Quantile Activation: Correcting a Failure Mode of ML Models
Aditya Challa, Sravan Danda, Laurent Najman, Snehanshu Saha
TL;DR
This work identifies a fundamental failure mode where standard ML models fail to adapt to context distributions or distribution shifts, due to fixed neuron outputs. It introduces Quantile Activation (QAct), a neuron-level activation that maps pre-activations to their percentile within the batch’s context distribution, via $\text{QAct}(z) = F_{z}(z)$ with gradient $\partial \text{QAct}(z)/\partial z = f_{z}(z)$, and grounds neurons to avoid degenerate learning using $z^{\ddagger}$ and KDE-based density estimates. The method extends to dense and convolutional layers, supports multiple loss functions (notably Watershed), and uses a Quantile Classifier for calibrated probabilities, all while maintaining manageable computational costs ($\mathcal{O}(n\log n) + \mathcal{O}(S n_{\tau})$ per neuron). Empirically, QAct demonstrates robust distortion tolerance across CIFAR10C, CIFAR100C, and TinyImagenetC, outperforming ReLU-based baselines and a small DINOv2 in high-distortion regimes and achieving stable calibration, suggesting strong potential for domain-generalization and reliable downstream decision making.
Abstract
Standard ML models fail to infer the context distribution and suitably adapt. For instance, the learning fails when the underlying distribution is actually a mixture of distributions with contradictory labels. Learning also fails if there is a shift between train and test distributions. Standard neural network architectures like MLPs or CNNs are not equipped to handle this. In this article, we propose a simple activation function, quantile activation (QAct), that addresses this problem without significantly increasing computational costs. The core idea is to "adapt" the outputs of each neuron to its context distribution.

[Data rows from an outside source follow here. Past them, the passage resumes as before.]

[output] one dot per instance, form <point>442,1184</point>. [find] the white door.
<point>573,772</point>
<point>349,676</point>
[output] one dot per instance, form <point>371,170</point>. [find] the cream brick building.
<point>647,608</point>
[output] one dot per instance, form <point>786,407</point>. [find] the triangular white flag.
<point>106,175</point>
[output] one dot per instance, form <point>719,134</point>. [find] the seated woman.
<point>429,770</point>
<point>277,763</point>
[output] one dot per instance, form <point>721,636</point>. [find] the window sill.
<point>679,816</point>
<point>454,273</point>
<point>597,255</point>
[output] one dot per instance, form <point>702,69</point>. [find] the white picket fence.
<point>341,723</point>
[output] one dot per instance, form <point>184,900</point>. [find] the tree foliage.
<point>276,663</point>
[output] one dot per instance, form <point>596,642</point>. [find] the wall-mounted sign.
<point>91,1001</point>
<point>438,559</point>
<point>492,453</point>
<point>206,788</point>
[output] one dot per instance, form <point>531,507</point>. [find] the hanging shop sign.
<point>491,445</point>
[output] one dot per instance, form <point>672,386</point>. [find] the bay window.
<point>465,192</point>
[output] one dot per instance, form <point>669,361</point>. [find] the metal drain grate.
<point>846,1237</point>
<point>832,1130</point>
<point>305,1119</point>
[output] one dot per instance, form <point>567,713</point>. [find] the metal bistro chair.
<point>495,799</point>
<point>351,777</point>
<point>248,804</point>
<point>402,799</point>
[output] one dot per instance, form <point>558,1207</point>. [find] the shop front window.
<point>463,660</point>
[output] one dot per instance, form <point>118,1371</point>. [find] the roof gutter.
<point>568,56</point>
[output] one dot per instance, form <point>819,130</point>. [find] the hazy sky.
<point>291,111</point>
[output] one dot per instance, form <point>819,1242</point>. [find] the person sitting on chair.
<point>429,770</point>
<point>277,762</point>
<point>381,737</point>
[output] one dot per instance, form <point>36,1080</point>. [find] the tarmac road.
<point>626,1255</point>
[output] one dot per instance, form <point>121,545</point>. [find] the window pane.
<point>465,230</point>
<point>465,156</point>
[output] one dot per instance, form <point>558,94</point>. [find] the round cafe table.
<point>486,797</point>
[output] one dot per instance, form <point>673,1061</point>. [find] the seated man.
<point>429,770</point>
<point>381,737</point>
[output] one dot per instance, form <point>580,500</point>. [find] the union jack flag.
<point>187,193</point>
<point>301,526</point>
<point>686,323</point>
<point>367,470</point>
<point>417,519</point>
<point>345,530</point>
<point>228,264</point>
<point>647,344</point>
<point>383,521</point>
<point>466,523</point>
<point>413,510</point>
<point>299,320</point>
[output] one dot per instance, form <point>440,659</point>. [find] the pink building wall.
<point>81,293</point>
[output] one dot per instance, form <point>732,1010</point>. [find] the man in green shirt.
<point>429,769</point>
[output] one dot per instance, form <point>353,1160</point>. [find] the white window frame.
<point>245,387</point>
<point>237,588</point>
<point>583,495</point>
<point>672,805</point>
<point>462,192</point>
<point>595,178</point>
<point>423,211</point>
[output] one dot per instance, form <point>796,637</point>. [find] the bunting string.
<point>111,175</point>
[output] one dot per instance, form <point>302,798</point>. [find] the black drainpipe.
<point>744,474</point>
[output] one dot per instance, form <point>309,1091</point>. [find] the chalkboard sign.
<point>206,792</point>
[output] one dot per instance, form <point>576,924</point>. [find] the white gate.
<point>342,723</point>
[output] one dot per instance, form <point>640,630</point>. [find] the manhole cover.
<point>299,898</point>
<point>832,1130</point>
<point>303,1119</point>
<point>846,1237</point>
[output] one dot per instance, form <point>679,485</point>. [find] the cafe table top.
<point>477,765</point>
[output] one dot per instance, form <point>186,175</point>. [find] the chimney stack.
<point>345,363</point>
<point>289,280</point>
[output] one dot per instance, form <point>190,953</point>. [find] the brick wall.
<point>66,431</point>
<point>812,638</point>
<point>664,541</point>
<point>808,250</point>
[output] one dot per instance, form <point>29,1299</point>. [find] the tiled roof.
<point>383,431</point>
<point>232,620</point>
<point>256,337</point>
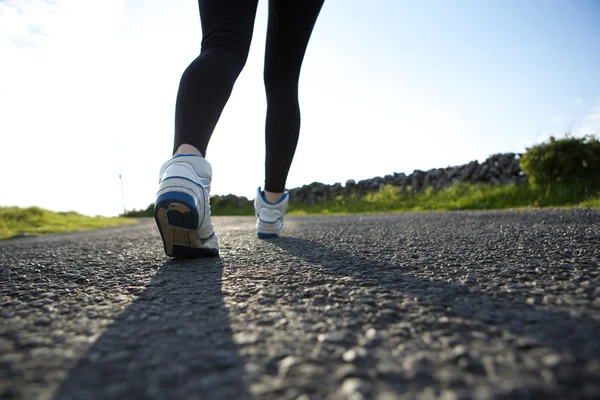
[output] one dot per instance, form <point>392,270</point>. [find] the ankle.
<point>187,149</point>
<point>273,197</point>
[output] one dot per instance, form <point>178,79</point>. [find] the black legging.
<point>207,82</point>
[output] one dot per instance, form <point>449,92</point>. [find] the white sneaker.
<point>182,208</point>
<point>269,217</point>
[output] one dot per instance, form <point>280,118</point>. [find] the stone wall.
<point>497,170</point>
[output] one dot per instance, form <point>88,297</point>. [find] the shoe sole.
<point>177,219</point>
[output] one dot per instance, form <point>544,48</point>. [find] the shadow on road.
<point>536,326</point>
<point>174,341</point>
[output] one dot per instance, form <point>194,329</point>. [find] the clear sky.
<point>87,89</point>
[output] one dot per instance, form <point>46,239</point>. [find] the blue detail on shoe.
<point>193,252</point>
<point>190,218</point>
<point>183,177</point>
<point>262,195</point>
<point>267,235</point>
<point>186,155</point>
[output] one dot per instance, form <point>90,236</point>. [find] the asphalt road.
<point>482,305</point>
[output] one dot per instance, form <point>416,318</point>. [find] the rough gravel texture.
<point>465,305</point>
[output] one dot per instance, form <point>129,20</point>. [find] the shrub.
<point>569,161</point>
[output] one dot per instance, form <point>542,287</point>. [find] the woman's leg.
<point>207,82</point>
<point>290,26</point>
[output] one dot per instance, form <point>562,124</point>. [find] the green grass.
<point>464,196</point>
<point>459,197</point>
<point>35,220</point>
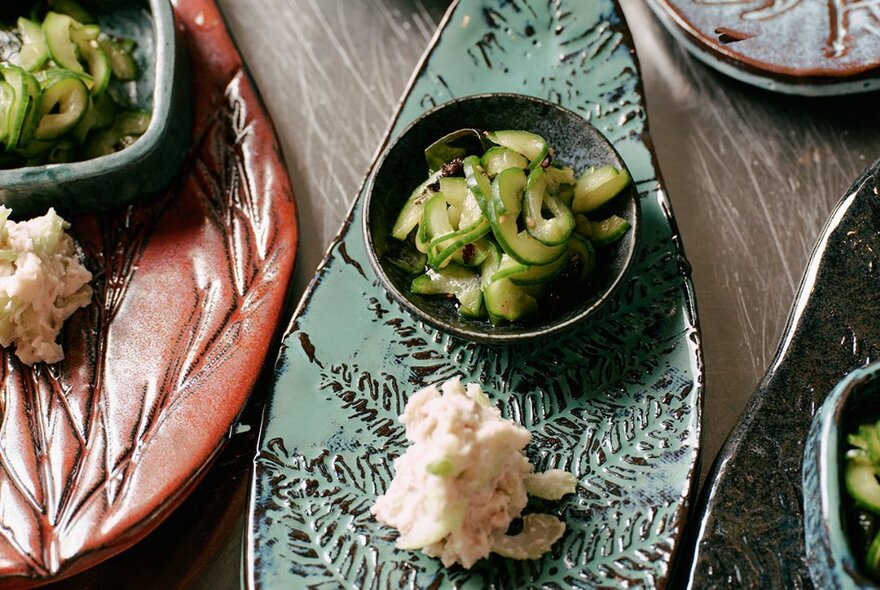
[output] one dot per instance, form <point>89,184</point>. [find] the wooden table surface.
<point>751,176</point>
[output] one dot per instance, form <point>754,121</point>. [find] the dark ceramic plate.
<point>190,284</point>
<point>810,47</point>
<point>147,166</point>
<point>750,521</point>
<point>829,549</point>
<point>577,143</point>
<point>616,400</point>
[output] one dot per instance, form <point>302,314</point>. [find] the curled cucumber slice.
<point>455,280</point>
<point>16,79</point>
<point>507,190</point>
<point>65,102</point>
<point>556,229</point>
<point>597,187</point>
<point>530,145</point>
<point>34,50</point>
<point>57,29</point>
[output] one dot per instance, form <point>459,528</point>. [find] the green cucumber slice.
<point>443,240</point>
<point>34,50</point>
<point>524,274</point>
<point>411,212</point>
<point>473,253</point>
<point>550,232</point>
<point>65,102</point>
<point>444,248</point>
<point>14,76</point>
<point>478,183</point>
<point>122,63</point>
<point>559,175</point>
<point>99,65</point>
<point>73,10</point>
<point>499,158</point>
<point>57,30</point>
<point>507,189</point>
<point>126,129</point>
<point>530,145</point>
<point>7,103</point>
<point>601,232</point>
<point>34,107</point>
<point>861,480</point>
<point>457,144</point>
<point>507,301</point>
<point>462,282</point>
<point>597,187</point>
<point>454,188</point>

The proposed quantile activation (QAct) outputs the relative quantile position of neuron activations within their context distribution, diverging from the direct numerical outputs common in traditional networks. A specific case of the above failure mode is when there is an inherent distribution shift, i.e the test distribution differs slightly from the train distribution. We validate the proposed activation function under covariate shifts, using datasets designed to test robustness against distortions. Our results demonstrate significantly better generalization across distortions compared to conventional classifiers and other adaptive methods, across various architectures. Although this paper presents a proof of concept, we find that this approach unexpectedly outperforms DINOv2 (small), despite DINOv2 being trained with a much larger network and dataset.